There is also a band of misinformation experts broadcasting what many see as a kind of hatred against Islam: Bridgette Gabrielle's ACT! For America, Pam Geller's Stop Islamization of America, David Horowitz's Freedom Center and America Family Association and the Eagle Forum. The groups deny any anti-Islam bent, saying they want the country safe. But the group of so-called experts travel across the nation, often testifying before state legislators saying mosques in the U.S. harbor Islamist terrorists and their sympathizers.
“There is an enormous amount of money being spent on this campaign of hatred; and the corporate media is fueling it,” claims Sara Flounders, co-founder of the International Action Center. IAC has called for a rally (Unity, Respect, Jobs and Justice) in front of City Hall in NYC on Sept. 11.

“The hate campaign is consciously being cultivated to justify the wars in Iraq and Afghanistan,” argues Ms. Flounders. She added that Muslims are also being criminalized to justify the wars.
Activists such as Ms. Flounders say that the Obama administration given this backdrop continues making enemies in many Muslim nations with its constant bombings in places such as Pakistan, while the U.S. rushes towards bankruptcy.

The nation's bankruptcy is also having a disproportionate effect on veterans of the Iraq and Afghanistan campaigns. In 2009, it was reported that 10,000 veterans were homeless in NYC alone, some 14,000 statewide. Analysts said most of the homeless veterans were from the Iraq and Afghanistan campaigns.
Veterans for Peace reports veterans from Iraq and Afghanistan suffer from high rates of suicide, domestic violence, joblessness and homelessness.

According to icasualties.org, as of August, the death toll of U.S. service members in “Operation Iraqi Freedom” stood at 4,404 with 32,159 injuries. The Afghanistan campaign, known as “Operation Enduring Freedom,” as of July 2 logged 677 dead with 13,011 wounded.
But, that isn't the worse-case scenario of America's hypocrisy since 9-11. One of the most egregious issues is how the government has responded to those who courageously responded to the twin towers at the World Trade Center.

The New York Fire Dept. announced recently that their studies showed 19 percent of firefighters who responded to the call to come to Ground Zero have developed cancer. However, federal officials announced in July that those with cancer will continue to be excluded from the federal funds available for survivors who have shown signs of sinus and lung issues.
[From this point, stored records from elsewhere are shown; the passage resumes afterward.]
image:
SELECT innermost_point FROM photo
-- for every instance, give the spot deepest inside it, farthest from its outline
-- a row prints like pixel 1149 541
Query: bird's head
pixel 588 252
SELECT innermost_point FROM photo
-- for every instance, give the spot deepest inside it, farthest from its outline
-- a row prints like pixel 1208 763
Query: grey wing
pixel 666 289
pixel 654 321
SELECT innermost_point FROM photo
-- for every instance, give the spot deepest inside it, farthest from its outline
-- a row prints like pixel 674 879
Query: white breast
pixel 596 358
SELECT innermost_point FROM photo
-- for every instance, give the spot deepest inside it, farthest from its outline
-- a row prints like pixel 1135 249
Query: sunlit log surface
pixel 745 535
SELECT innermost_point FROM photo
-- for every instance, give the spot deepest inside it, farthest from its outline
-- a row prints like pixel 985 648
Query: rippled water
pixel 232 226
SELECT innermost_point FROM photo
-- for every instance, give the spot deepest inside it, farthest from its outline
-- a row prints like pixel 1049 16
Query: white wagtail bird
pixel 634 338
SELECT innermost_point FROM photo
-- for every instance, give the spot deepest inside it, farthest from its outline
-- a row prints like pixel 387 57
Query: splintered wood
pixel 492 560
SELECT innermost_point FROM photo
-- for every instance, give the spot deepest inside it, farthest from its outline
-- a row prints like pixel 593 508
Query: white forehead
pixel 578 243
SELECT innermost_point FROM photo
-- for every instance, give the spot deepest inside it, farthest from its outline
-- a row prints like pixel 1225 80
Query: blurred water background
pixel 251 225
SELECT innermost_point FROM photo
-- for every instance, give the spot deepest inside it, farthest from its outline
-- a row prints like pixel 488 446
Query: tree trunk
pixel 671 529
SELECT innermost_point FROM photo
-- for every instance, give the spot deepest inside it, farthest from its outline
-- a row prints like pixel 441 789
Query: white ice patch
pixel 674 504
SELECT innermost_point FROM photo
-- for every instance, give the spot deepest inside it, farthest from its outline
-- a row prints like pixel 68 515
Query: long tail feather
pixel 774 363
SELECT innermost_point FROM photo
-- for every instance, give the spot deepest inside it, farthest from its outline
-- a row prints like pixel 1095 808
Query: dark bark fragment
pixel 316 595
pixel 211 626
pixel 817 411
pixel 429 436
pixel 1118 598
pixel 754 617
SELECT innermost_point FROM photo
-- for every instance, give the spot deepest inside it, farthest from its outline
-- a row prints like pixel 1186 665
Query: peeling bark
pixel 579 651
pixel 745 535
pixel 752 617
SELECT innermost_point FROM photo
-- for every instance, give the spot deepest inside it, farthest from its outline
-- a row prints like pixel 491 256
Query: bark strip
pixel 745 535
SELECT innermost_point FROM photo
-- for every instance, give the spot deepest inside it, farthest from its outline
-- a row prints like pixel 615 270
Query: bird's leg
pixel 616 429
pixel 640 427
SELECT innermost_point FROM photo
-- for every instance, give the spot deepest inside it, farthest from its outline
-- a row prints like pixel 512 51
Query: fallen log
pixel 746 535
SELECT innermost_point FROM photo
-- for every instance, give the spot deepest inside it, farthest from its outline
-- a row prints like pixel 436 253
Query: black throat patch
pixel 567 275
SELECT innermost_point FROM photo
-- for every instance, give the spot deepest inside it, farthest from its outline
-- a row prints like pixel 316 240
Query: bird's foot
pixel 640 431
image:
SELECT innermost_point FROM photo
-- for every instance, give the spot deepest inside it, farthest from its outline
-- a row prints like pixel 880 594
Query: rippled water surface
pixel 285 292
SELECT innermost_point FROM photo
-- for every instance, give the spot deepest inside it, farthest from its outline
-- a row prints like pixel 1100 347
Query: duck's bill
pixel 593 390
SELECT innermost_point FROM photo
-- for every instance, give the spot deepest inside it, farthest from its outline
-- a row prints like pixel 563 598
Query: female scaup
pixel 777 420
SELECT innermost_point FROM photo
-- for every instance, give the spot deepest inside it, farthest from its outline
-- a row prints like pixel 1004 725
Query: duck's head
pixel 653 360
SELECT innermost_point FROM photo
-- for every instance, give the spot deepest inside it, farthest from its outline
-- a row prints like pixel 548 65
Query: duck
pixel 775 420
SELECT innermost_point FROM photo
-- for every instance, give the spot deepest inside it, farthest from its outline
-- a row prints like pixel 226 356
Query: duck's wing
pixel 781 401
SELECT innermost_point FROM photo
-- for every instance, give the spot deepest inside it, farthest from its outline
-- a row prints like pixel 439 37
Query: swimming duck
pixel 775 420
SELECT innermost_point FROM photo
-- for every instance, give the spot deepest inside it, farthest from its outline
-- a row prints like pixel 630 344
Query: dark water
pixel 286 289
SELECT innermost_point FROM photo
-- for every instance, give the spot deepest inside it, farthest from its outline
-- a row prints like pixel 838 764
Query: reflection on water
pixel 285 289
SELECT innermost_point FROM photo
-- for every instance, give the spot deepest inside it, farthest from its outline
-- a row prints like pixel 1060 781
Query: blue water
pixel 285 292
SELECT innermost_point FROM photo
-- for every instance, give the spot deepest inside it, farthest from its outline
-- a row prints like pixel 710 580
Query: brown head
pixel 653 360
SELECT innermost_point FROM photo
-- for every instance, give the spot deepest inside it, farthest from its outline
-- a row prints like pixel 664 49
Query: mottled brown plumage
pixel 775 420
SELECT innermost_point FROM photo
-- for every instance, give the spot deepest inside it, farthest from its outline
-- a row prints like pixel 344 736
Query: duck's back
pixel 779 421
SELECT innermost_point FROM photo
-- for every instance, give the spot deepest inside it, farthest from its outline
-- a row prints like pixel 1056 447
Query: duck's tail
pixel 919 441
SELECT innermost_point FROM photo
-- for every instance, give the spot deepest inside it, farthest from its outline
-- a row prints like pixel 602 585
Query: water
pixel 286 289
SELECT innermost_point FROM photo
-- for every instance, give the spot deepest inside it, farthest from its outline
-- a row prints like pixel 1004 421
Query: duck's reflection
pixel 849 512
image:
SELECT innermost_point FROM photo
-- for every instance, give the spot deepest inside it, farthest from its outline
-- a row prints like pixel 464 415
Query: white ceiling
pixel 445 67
There is too little evidence linking cancer to the time spent amongst the dust and wreckage at the World Trade Center site, according to the National Institute for Occupational Safety and Health.

“There is a verse in the Qur'an that speaks of the courage of those who run to the fierceness of the center of the battle; those are the foremost men and women of great courage and valor,” Minister Farrakhan noted during a Sept. 2001 press conference, speaking of the first responders. “Their sense of duty caused them to run into that building, not caring for their lives, but for the lives of those who they were intent on saving.”